Jans Deriae has realized that the world has traveled through the dark of space from one star to another but it has now passed that star. The world won't survive another trip through the darkness.

He's opposed in the scientific community, so none will listen to him, and they ridicule him. He finds a way into Chamber of the Gods, which is off-limits to all. He learns the truth that the "gods" were just men, from a planet called Earth, and they set in motion a plan to save Rangi. But the gods even acknowledged that their machine were fallible and left instructions on what to do if the planet did not enter orbit about the new star on its own. (Diagnostic says that the surface sensors froze.) Now it needs to be fixed before he can be stopped.

An enjoyable story, which could be made with a good budget or an austere one. (Not too austere, make sure they look like bird people, not people with beaks and a few feathers.)

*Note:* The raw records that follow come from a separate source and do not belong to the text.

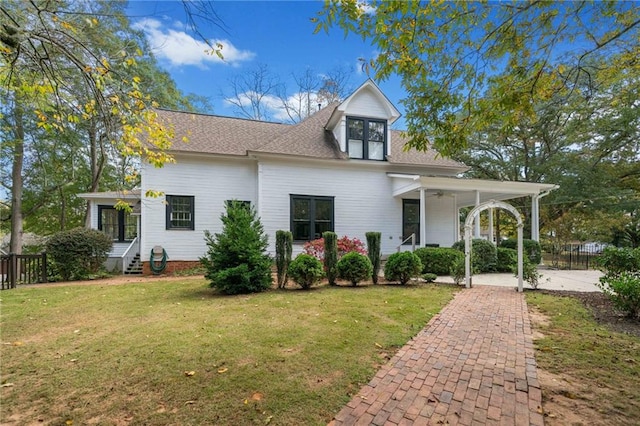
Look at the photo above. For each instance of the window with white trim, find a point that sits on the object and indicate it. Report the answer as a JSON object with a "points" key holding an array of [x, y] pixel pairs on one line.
{"points": [[180, 212], [366, 139]]}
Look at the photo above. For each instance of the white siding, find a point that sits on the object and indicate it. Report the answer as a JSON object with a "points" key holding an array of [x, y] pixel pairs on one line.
{"points": [[362, 202], [441, 217], [211, 182]]}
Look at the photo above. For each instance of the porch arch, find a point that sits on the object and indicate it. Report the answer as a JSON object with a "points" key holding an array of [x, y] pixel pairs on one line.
{"points": [[467, 237]]}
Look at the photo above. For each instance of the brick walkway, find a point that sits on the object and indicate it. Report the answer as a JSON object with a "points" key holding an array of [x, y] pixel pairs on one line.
{"points": [[472, 365]]}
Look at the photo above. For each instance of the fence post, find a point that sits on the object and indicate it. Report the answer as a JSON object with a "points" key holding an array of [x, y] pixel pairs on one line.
{"points": [[12, 269], [44, 267]]}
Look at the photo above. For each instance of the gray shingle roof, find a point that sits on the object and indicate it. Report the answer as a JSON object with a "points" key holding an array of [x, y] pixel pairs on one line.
{"points": [[211, 134]]}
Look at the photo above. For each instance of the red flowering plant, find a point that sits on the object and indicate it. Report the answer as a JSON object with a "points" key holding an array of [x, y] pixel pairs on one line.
{"points": [[345, 245]]}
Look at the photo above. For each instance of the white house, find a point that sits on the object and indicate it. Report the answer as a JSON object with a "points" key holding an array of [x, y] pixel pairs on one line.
{"points": [[342, 169]]}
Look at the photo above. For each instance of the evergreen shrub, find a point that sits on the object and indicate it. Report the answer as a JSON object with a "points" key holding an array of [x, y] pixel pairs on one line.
{"points": [[484, 255], [78, 253], [374, 240], [354, 267], [438, 260], [402, 267], [306, 270], [236, 261]]}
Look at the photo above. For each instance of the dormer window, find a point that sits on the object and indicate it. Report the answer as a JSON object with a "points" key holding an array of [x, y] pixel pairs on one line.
{"points": [[367, 139]]}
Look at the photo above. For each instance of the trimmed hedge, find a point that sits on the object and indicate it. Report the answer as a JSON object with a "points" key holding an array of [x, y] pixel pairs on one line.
{"points": [[402, 267], [306, 270], [531, 248], [438, 261], [354, 267], [79, 252], [484, 255]]}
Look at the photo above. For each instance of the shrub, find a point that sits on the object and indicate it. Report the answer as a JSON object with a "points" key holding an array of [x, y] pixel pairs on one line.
{"points": [[331, 256], [507, 260], [79, 252], [614, 261], [306, 270], [354, 267], [236, 260], [484, 256], [531, 248], [402, 267], [374, 252], [438, 260], [429, 277], [284, 247], [345, 245], [624, 291]]}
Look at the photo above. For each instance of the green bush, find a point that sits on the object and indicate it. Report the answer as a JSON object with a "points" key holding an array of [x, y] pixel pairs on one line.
{"points": [[402, 267], [429, 277], [531, 248], [624, 291], [374, 252], [614, 261], [330, 256], [284, 247], [354, 267], [438, 260], [306, 270], [484, 255], [236, 260], [507, 260], [78, 253]]}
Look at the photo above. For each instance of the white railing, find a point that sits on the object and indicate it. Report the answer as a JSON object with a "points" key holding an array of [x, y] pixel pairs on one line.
{"points": [[129, 254], [411, 237]]}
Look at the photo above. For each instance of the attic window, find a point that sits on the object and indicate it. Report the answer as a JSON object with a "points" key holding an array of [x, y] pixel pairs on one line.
{"points": [[366, 138]]}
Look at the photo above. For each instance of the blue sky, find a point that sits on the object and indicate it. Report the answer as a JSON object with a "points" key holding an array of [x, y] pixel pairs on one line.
{"points": [[278, 34]]}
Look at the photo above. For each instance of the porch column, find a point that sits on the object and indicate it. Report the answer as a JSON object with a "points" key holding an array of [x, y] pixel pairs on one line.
{"points": [[476, 228], [492, 237], [535, 218], [423, 218]]}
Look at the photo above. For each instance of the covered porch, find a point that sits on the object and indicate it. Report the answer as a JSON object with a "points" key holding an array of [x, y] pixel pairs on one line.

Short Story: "Out, Wit!", by Howard L. Myers, (no initial illustration) The caption reads, As was pointed out long ago, "It ain't what you say, it's the way you that you say it!" that counts.

The story is told in the form of letters between D. R. Dayleman, Editor of the the North American Physical Journal in Virgina and Harmon McGregor, Chairman of the Department of Physics at Grandview University in Ohio. It concerns recommendations of a former student who goes on to make a presentation that includes a joke that is not well-received among his colleagues. He becomes an outcast and the two correspondents are all "woe is me" about it.

As time passes however, science marches on and breakthroughs are made. The chairman is unable to ascertain how he came upon a certain idea, as it doesn't appear in any scientific literature, and assumes that it was just germanating in the back of his mind for a long time. In the end (some ten years later), there's a note about the young man who never amounted to anything in life, going crazy, and they really dodged on, didn't they. Of course, it was the young man's initial idea.

Not only could it be filmed, but it's likely that something of this sort has been. Obviously, there would have to be more than random correspondece. And one would think that the replies to these letters would come much sooner.

I recognized the name, but I couldn't remember from where. The Analytical Library shows that he wrote "War in OUr Time" in March 1972, which I remember had a sequel story a month or two later.

Serial: "A Transatlantic Tunnel, Hurrah!", by Harry Harrison, Part Three of Three.

I'll get to this soon, I hope.


The Reference Library , by P. Schuyler Miller. Reivews include The Lathe of Heaven by Ursula K. LeGuin, A Choice of Gods by Clifford D. Simak, The Devil is Dead by R. A. Lafferty, Russian Science Fiction Literature and Criticism: A Biblioraphy" by Darko Suvin, and Orin by Piers Anthony.

Brass Tacks: Several letters about the illustration of a nude man extending a raised middle finger and the sex that appears in the pages of sci-fi as of later (ie, early 1970s).

I hope I read July's issue before July ends. I also want to read the Harrison serial. On top of this, I seem to have it in my head that I need to keep my daily Kindle reading streak going, and pdf files don't count toward that goal. So other books have to be sprinkled in, even if its only a dozen pages per day.